Psycho-Nics Oscar is a side-scrolling run and gun game where players assume the role of Oscar to fight against invaders in Ordio City. The controls consists of an eight-way joystick and three action buttons for shooting, jumping and selecting a power-up item. The weapon system is similar to Gradius, where the currently selected power-up items appears highlighted at the bottom of the screen. When a power-up item is highlighted by picking up a "N" capsule, players obtain it by pressing the power-up button but the system returns to its initial state.

Players also have access to satellite options called "P.C.U.", which provides additional firepower for Oscar.
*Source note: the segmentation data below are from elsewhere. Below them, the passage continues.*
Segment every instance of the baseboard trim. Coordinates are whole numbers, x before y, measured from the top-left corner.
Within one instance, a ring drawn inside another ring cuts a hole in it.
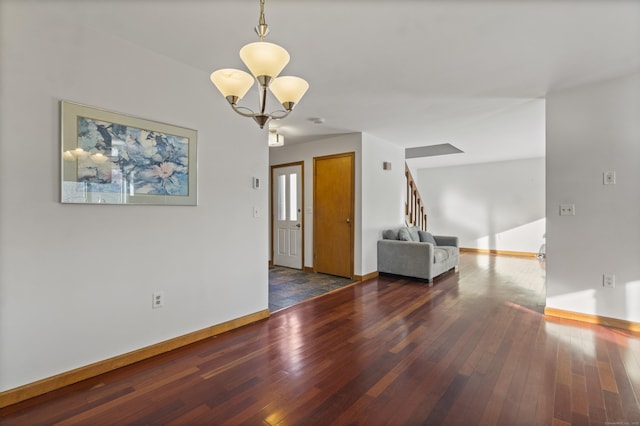
[[[621,330],[640,331],[640,323],[621,320],[617,318],[602,317],[599,315],[582,314],[580,312],[564,311],[556,308],[544,308],[544,314],[574,321],[588,322],[590,324],[599,324]]]
[[[366,281],[366,280],[370,280],[371,278],[376,278],[377,276],[378,276],[378,271],[374,271],[365,275],[354,275],[353,279],[358,281]]]
[[[538,257],[538,253],[530,253],[527,251],[476,249],[476,248],[466,248],[466,247],[460,247],[460,252],[479,253],[479,254],[498,254],[498,255],[504,255],[504,256]]]
[[[120,367],[134,364],[147,358],[151,358],[156,355],[178,349],[182,346],[186,346],[191,343],[195,343],[209,337],[217,336],[224,332],[263,320],[265,318],[268,318],[270,314],[270,311],[268,309],[265,309],[253,314],[233,319],[231,321],[203,328],[202,330],[194,331],[193,333],[185,334],[183,336],[178,336],[164,342],[156,343],[155,345],[147,346],[132,352],[115,356],[113,358],[98,361],[84,367],[76,368],[75,370],[60,373],[33,383],[28,383],[14,389],[0,392],[0,408],[25,401],[29,398],[33,398],[35,396],[42,395],[56,389],[60,389],[73,383],[77,383],[82,380],[86,380],[91,377],[116,370]]]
Making a full rotation of the weapon system changes the "Gun" power-up to "Armor", giving Oscar an armor to sustain enemy hits while making a full rotation twice provides Oscar a "Quick" rapid fire power-up. A checkpoint system is used to respawn a downed player at the start of a reached checkpoint before dying. Sustaining a number of enemy hits results in losing a live, as well as a penalty of lowering Oscar's power to his original state and the game is over once all lives are lost, unless players insert credits into the arcade machine to continue playing.

== Development and release ==
Psycho-Nics Oscar was created by most of the same team that would later work on several projects at Data East. Its development was helmed by designer Akira Sakuma, who also acted as co-programmer alongside Satoshi Imamura and Takuya Haga. Artists Harumi Nomura, Jun Matsuda, Katsunori Tsujimura, Masayuki Kawaguchi, Tomo Adachi and Yutaka Kadode were in charge of creating the pixel art. The soundtrack was handled by Gamadelic members Azusa Hara, Hiroaki Yoshida, Hitomi Komatsu and Tatsuya Kiuchi. When creating the game, Sakuma thought about how a robot would operate and wanted to introduce more features but they were not implemented due to lack of time.

Psycho-Nics Oscar was first released in Japan by Data East in August 1987 and later in North America in February 1988 by the North American branch of Data East. In 1988, an album containing music from the game and other Data East titles was published exclusively in Japan by G.M.O. Records. The title has since been re-released on the Antstream service in 2019. In September 2020, M2 announced a new version of Psycho-Nics Oscar as part of their M2 ShotTriggers publishing label.

== Reception and legacy ==
In Japan, Game Machine listed Psycho-Nics Oscar on their October 1, 1987 issue as being the fifth most-successful table arcade unit of the month, outperforming titles such as Double Dragon. Oscar got an overall rating of 7 out of 10 by Martin Gaksch of German magazine Power Play. Gaksch saw the game in the tradition of Ghosts 'n Goblins, mentioning the unusual three fire buttons and rated the gameplay as "very good".

According to Factor 5 co-founder Julian Eggebrecht and Manfred Trenz, the game influenced the design of Turrican, which was released in 1989 and featured a more European aesthetic. Ron Alpert of Gamasutra regarded it as "A solid, fun little game which is said to be the inspiration for the much more memorable Turrican..." Kurt Kalata of Hardcore Gaming 101 stated that "While technically Psycho-Nics Oscar blends into the murky miasma of similar arcade titles from the era, it's still a fun little game, however, the kind that, like many, probably would've obtained more popularity had it been ported to a console." The rights to the title are currently owned by G-Mode and the company expressed interest in developing a sequel if an opportunity arises.